8. SOUND OF MUSIC For a cool $90 million, the Milwaukee Symphony Orchestra has a newly renovated home—a restored 1930s theater with an expanded stage and stunning two-story glass pavilion. Due to COVID-19, the Bradley Symphony Center (formerly the Warner Grand Theater) postponed its grand opening. The 2021–2022 season kicks off October 1. mso.org
9. ROOM SERVICE At Chicago's Hotel Lincoln, Sushi Suite 202 is like a speakeasy in a hotel rooM—with fresh fish. Check into the lobby at your reserved time, then head upstairs and swipe a room key to enjoy a sleek 500-square-foot lounge, with assorted Japanese bar snacks, board games and a 17-course, hour-long chef's tasting meal at the six-seat bar. $155 per person, drinks extra; couples' packages available. sushibybou.com
10. BLUEBERRY CEREAL BARS Line a 13×9-inch baking pan with foil, extending foil over edges. Grease with nonstick cooking spray. In a dry skillet, toast 3 cups regular rolled oats until golden; remove oats. Toast 1/2 cup chopped almonds or pecans in skillet. In a large saucepan, combine 1/2 cup almond butter, 1/3 cup butter, 1/3 cup packed brown sugar and 1/3 cup pure maple syrup. Bring to a boil over medium-high, stirring to dissolve sugar. Boil 30 seconds, stirring constantly. Off heat, stir in 1 teaspoon vanilla and 1/4 teaspoon salt. Stir in oats and almonds, 1 cup crisp rice cereal, 2/3 cup dried blueberries, and 2 tablespoons chia seeds. Press firmly in prepared baking pan. Cover with wax paper, set another pan inside, and weigh down with cans of food. Chill until firm, 2 hours. Using foil, lift mixture from pan; cut into bars. Store in a single layer in an airtight container in refrigerator.

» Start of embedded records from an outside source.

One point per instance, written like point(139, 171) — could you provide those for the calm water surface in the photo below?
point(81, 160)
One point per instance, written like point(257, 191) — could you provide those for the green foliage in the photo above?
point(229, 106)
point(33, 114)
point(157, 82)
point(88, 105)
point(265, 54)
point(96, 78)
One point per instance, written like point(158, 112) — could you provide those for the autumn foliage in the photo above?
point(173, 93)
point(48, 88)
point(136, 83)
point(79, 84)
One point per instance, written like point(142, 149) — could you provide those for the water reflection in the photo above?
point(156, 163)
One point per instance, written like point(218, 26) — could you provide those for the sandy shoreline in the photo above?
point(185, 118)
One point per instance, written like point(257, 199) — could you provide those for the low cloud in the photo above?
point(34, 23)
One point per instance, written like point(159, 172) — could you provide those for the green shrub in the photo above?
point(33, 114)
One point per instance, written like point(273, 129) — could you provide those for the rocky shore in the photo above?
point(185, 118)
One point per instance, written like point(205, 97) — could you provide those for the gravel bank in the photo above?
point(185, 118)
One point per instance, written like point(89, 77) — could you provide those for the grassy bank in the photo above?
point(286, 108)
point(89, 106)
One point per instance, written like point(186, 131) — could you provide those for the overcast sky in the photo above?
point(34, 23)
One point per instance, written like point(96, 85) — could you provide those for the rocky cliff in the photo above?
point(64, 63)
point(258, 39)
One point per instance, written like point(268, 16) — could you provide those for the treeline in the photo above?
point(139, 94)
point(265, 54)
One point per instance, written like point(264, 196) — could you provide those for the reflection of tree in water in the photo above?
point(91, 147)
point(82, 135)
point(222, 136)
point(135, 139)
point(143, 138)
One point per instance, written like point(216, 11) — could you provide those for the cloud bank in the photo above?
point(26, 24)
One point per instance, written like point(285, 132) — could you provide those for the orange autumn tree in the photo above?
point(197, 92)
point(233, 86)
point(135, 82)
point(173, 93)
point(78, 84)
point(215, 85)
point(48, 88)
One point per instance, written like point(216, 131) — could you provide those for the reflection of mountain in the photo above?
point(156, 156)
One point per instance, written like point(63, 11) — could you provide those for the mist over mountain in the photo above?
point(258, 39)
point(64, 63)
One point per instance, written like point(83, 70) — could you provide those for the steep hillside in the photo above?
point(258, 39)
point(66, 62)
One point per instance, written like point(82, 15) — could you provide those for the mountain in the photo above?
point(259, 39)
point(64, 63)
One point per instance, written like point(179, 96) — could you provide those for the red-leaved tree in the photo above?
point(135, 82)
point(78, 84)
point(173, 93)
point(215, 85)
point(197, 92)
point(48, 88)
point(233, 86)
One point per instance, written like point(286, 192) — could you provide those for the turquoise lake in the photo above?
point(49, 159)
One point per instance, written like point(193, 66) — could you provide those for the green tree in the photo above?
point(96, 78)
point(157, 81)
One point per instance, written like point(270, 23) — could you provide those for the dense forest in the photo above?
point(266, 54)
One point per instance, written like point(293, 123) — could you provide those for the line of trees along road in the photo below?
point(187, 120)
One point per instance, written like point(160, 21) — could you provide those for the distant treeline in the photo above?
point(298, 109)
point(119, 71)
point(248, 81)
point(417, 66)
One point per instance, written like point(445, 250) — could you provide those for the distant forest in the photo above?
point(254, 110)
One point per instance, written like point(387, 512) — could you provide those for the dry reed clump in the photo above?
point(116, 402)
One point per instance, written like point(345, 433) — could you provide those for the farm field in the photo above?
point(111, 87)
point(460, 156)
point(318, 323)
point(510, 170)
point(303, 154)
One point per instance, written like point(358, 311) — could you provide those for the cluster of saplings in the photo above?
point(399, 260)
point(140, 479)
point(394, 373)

11. SO SAUCY In Kansas City, Missouri, Rufus Teague crafts rubs and barbecue sauces. Boulevard Brewing Company is KC's biggest name in beer. Together, they make Can-O-Que, a line of beer-infused sauces that—wait for it—come in pop-top cans. Gimmick? Sure. But I'm sold. $14 for three. rufusteague.com — Hannah Agran, Executive Editor
12. ENCORE COOKBOOK Abra Berens—the Michigan chef who earned a James Beard nomination for her gorgeous tome of a vegetable cookbook, Ruffage—is back with an equally weighty and beautiful sequel. Grist explores grains, legumes and seeds in 300-plus recipes and variations (Chronicle, $35).